壮麗なその城は、その後関ヶ原の戦いで功をたてた浅野幸長の入城を経て、徳川家康の10男・頼宣(よりのぶ)が55万5千石を奉じて入城すると、徳川御三家として繁栄の歴史を刻んできた。

徳川御三家の名に相応しく、当時は城下町にも見事な武家屋敷が並んでいたという。現在和歌山市役所のビルが建つ城の北堀に面した通りには、大身の藩士屋敷が建ち並んでいた。これが現存していれば、どれだけ壮麗な景観を残していたことだろう。残念ながら戦時中に、城の天守閣をはじめ、城下町の風情を残す建物はほとんどが焼失してしまっている。

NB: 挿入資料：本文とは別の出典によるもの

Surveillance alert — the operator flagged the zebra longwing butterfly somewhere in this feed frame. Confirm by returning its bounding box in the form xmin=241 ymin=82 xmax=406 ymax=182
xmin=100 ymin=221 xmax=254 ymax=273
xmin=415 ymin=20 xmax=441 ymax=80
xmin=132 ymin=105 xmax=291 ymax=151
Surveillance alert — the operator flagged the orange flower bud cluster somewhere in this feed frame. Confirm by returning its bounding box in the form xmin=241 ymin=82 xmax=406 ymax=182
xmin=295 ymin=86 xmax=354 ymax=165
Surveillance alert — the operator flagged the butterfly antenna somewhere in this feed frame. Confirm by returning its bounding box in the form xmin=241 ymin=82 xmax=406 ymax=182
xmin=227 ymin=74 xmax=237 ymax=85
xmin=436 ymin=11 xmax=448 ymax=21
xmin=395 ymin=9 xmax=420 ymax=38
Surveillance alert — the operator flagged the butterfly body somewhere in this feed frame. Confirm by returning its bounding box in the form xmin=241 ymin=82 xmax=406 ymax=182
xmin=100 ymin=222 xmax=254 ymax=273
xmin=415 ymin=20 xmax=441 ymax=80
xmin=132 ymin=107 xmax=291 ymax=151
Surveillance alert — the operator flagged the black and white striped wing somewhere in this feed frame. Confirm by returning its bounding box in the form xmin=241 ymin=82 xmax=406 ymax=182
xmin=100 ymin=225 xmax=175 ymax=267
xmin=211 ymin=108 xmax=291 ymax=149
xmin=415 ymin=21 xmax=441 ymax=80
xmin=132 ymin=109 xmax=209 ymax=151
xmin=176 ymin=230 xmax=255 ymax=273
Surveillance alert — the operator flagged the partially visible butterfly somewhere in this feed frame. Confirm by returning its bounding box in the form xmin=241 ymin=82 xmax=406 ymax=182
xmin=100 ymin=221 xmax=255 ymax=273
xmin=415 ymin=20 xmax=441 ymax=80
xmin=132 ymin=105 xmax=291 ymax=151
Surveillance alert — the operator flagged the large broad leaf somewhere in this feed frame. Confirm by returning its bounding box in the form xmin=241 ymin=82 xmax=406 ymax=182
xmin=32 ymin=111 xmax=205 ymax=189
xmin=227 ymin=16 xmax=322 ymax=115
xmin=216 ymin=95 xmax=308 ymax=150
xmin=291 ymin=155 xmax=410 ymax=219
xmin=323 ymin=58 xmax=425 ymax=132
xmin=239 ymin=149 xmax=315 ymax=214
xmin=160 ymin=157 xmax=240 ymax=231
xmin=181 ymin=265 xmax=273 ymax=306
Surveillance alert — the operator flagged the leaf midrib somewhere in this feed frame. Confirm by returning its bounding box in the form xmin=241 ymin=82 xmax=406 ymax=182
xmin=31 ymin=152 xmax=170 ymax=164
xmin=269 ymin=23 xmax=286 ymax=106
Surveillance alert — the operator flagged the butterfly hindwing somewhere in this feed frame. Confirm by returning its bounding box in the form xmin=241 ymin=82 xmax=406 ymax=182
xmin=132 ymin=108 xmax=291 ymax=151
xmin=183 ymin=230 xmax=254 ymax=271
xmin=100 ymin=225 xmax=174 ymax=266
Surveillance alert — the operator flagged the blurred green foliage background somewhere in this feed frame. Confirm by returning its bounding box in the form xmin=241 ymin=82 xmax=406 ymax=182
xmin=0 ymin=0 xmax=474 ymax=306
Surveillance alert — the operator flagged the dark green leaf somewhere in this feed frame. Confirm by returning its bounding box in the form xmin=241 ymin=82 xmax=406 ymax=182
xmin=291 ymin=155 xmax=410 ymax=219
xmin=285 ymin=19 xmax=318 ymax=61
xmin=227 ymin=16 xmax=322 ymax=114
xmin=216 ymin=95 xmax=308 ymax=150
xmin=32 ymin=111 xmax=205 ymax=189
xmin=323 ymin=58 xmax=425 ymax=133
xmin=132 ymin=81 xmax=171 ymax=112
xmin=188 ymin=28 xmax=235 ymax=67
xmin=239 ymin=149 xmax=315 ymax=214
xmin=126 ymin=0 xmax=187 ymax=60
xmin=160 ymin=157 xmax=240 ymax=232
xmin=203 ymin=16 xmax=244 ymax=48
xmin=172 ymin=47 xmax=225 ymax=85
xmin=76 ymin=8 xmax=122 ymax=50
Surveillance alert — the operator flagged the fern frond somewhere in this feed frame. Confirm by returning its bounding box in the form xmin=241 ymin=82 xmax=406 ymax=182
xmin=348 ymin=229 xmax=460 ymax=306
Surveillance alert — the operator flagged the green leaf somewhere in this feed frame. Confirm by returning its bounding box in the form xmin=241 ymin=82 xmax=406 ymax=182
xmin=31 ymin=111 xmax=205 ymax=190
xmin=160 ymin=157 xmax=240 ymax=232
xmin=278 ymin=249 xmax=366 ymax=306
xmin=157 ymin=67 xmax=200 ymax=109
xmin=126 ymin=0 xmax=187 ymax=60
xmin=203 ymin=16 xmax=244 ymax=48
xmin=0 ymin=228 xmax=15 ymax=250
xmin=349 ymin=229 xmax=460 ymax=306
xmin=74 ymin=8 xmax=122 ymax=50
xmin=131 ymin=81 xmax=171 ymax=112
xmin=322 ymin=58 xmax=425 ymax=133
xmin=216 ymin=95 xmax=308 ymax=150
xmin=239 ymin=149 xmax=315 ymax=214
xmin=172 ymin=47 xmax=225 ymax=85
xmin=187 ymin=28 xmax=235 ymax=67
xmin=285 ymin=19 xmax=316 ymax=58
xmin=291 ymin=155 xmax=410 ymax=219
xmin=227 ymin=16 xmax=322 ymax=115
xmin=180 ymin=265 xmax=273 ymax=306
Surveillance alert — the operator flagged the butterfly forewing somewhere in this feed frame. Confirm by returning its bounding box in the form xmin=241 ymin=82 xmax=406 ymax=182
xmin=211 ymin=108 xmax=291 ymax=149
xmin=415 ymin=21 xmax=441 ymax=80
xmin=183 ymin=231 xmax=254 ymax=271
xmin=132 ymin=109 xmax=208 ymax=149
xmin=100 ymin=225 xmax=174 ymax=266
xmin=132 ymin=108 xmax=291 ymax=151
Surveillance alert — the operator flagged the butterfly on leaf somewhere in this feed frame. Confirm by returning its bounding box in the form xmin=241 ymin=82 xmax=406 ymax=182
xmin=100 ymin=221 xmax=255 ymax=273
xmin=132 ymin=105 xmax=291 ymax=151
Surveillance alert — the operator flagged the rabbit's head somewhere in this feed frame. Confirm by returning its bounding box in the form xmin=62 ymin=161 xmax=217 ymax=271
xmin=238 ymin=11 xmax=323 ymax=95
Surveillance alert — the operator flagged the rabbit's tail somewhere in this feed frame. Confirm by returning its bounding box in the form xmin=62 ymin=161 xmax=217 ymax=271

そんな中2017年に、和歌山市内で現存する、ほとんど唯一と言える武家屋敷が移築され和歌山市指定文化財となった。「旧大村家住宅長屋門」である。不勉強ながら初めて聞いた「長屋門」という名称。果たしてどのような建造物なのだろうか。内部を拝見しながら取材をさせてもらった。



屋敷の外壁と長屋が一体に?


「長屋門」とは、江戸時代に多く建てられた建造物。

注: この記事は配信日から2週間以上経過した記事です。記事内容が現在の状況と異なる場合もありますのでご了承ください。

コメントするニャ!
※絵文字使えないニャ!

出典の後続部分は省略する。